Keep in mind this was said in 2002, before the war. This is his reasoning, even though I may not support it.
As for a 'contradiction' in terms, what better would have come by voting Kerry? We would still be in the war in Iraq, and we would have a pro-choice president. Abortion legally murders between 1.2 and 1.7 million unborn babies in the United States alone, tell me has Bush come anywhere near this? Iraq was invaded on March 20, 2003, and today is March 9, 2005. This is roughly a two year period where the numbers on abortions would be estimated between 2.4 and 3.4 million. Has Bush come anywhere near the death of that many people in the war in Iraq? And for the reason why Iraq got picked, as it was put in the other thread, the phrase 'we've got to start somewhere' should take care of that.
Do I personally agree with Bush's stance on the war on terror, not at all, but he does have his own reasoning behind it that has been distorted.

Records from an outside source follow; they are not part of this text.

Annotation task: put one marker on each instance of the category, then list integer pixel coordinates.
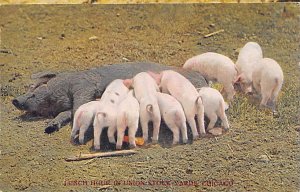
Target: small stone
(41, 38)
(92, 38)
(216, 131)
(125, 59)
(297, 128)
(189, 170)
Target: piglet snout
(18, 104)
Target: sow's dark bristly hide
(59, 95)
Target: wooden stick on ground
(214, 33)
(102, 154)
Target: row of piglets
(179, 102)
(263, 74)
(120, 108)
(250, 71)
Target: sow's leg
(60, 120)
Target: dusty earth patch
(259, 153)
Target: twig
(103, 187)
(268, 155)
(105, 154)
(213, 33)
(88, 162)
(230, 148)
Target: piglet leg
(60, 120)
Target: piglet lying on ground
(173, 115)
(248, 60)
(84, 116)
(267, 81)
(214, 66)
(58, 95)
(183, 90)
(145, 90)
(214, 106)
(127, 116)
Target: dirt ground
(259, 153)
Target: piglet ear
(239, 78)
(155, 76)
(128, 83)
(43, 75)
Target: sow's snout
(19, 103)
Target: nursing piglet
(128, 116)
(267, 81)
(215, 67)
(145, 91)
(173, 115)
(184, 91)
(248, 60)
(84, 115)
(214, 106)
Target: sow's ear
(40, 79)
(43, 75)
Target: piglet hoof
(196, 137)
(95, 149)
(175, 143)
(226, 130)
(275, 114)
(51, 128)
(154, 142)
(217, 131)
(132, 146)
(73, 142)
(118, 147)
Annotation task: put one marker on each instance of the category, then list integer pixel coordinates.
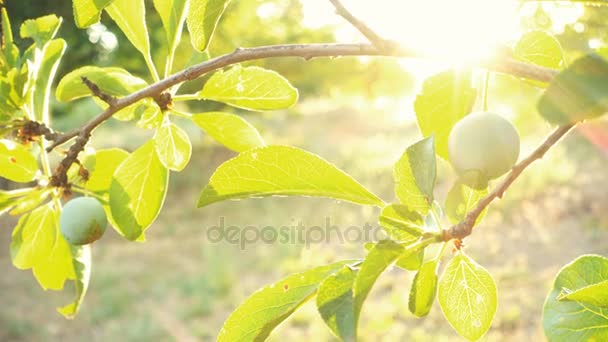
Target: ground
(181, 286)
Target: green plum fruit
(482, 146)
(83, 221)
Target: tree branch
(465, 228)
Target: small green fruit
(83, 221)
(482, 146)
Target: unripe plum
(83, 221)
(482, 146)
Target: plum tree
(83, 221)
(481, 147)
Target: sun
(461, 30)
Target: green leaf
(81, 261)
(572, 320)
(87, 12)
(229, 130)
(41, 30)
(16, 162)
(203, 16)
(250, 88)
(52, 53)
(130, 16)
(579, 92)
(540, 48)
(424, 289)
(467, 295)
(379, 258)
(263, 311)
(445, 99)
(172, 14)
(336, 305)
(282, 170)
(595, 294)
(111, 81)
(461, 199)
(173, 146)
(401, 223)
(101, 167)
(415, 175)
(138, 190)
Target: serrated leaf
(461, 199)
(467, 295)
(577, 93)
(595, 294)
(101, 167)
(445, 99)
(16, 162)
(401, 223)
(52, 53)
(263, 311)
(415, 175)
(285, 171)
(81, 261)
(335, 303)
(229, 130)
(202, 19)
(173, 146)
(111, 81)
(138, 191)
(130, 16)
(540, 48)
(424, 289)
(252, 88)
(41, 30)
(88, 12)
(571, 320)
(380, 257)
(172, 14)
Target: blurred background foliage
(355, 112)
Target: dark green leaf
(255, 319)
(578, 93)
(445, 99)
(336, 305)
(415, 175)
(566, 320)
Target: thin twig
(465, 228)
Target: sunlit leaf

So I say abortion at least gives us a choice about how will we bring our descendants to the world I mean if a kid is likely to grow up in a violent environment with no conditions for a sane development, wouldn't it be better for the child simply to have never existed??...
The point is, abortion has taken away the rights (unless someone disproves my argument) of roughly 43 million humans. The point isn't giving a choice of how to bring our decendants into the world; it is we need to not take away the inalienable rights of human beings from unborn babies.
And, to respond to and and all social issues:
How can any social issue justify the taking away of the inalienable right to life, especially without the guarenteed without due process?